Now here is Human Resources Minister Diane Finley repeating that old canard. She should surely know better? Her cavalier remarks during a press interview after the budget was unveiled - during which it was revealed that the Conservative government moved to extend Employment Insurance benefits by five weeks, while refraining from shortening the waiting period substantially, and raising maximum payments - had her questioned by the press.

Her response to the media queries was not too very well thought out and did no credit to her thought processes, her understanding of reality for many Canadian workers, and her communication professionalism. Does she really have that level of contempt for the unemployed, those Canadians whom her department is charged with looking to their best interests? "Our goal" she responded "is to help people get back to work and get back to work quickly in jobs that will last".

An obvious reference to the $4-billion being invested by government into job re-training programs over the next two years. And that was fine. In her interview with Canwest News Service she should have given full stop to her statement. However, she thought she would elucidate. "We do not want to make it lucrative for them to stay home and get paid for it, not when we still have significant skill shortages in many parts of the country."

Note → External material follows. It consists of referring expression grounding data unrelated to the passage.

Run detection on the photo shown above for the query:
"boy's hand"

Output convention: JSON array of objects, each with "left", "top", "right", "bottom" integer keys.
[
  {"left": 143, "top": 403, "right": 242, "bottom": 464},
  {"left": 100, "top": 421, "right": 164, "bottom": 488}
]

Hard to believe that a sober, intelligent politician prefers to believe that people enjoy the stigma of drawing on EI, let alone the misery of unemployment. Certainly that remuneration doesn't represent the wherewithal for a lifestyle of ease and luxury? What could she have been thinking? Not of those regional laid-off workers whose working hours don't mesh with EI requirements.

Most certainly not of the many working women dependent on contract and part-time jobs unable to garner sufficient working hours to qualify for EI benefits to begin with. A minister with a low opinion of those whom she serves morally disqualifies herself for her position.